· 6 min read ·

From sh to ELF: Why a C Compiler Written in Pure Shell Matters More Than It Looks

Source: lobsters

The gist by alganet surfaced on Lobsters with a note that the site has tags for every conceivable language but nothing for shell. The footnote is easy to skip; the project behind it is not.

The description is brief: a standalone C89/ELF64 compiler in pure portable shell. No external compiler required. No intermediate assembly step. Just sh, printf, and the ELF specification.

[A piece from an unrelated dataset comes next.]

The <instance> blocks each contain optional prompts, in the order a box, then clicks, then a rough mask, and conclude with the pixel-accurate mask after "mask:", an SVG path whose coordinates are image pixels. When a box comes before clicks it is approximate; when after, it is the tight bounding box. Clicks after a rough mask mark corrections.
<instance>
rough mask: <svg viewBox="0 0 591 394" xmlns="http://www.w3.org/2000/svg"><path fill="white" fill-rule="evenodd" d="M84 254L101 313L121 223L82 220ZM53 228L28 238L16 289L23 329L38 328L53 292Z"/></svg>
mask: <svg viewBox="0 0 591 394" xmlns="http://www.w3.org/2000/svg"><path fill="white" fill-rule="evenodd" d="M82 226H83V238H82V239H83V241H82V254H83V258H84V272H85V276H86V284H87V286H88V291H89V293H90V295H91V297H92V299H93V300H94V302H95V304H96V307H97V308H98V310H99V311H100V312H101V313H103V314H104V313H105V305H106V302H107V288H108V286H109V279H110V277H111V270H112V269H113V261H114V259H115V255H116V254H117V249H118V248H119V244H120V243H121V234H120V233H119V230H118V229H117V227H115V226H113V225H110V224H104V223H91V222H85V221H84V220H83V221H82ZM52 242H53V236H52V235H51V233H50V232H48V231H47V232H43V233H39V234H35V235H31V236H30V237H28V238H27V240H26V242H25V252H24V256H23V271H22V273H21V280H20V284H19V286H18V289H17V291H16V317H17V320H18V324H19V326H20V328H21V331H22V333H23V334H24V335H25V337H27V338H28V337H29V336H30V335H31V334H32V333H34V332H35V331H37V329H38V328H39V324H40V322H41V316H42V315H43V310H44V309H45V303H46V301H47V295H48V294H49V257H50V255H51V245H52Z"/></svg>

The ELF64 format is more approachable than its reputation

An ELF64 executable is a structured sequence of bytes. The first 64 bytes are the ELF header: four magic bytes (\x7fELF), a class byte for 64-bit (the value 2), endianness, version, OS/ABI, binary type, machine architecture (0x3e for x86-64), and the virtual address of the entry point. After the header come program headers, each 56 bytes, describing how the kernel maps segments into memory. Then the actual code and data.

The System V AMD64 ABI specifies every field. Brian Raiter demonstrated years ago, in his work on tiny ELF executables, that you can construct a valid Linux ELF binary by hand, byte by byte. A minimal program that calls exit(0) via a Linux syscall fits under 200 bytes once you strip everything non-essential. Shell’s printf can emit arbitrary bytes using \xNN hex escapes. Nothing here requires a compiled tool.

What POSIX sh can carry

Shell is typically treated as a glue language: run this, pipe it there, check the exit code. The actual capability set is broader. POSIX sh provides arithmetic via $(( )), string manipulation via parameter expansion, and printf for formatted output including raw bytes. It can call POSIX-mandated utilities as subprocesses.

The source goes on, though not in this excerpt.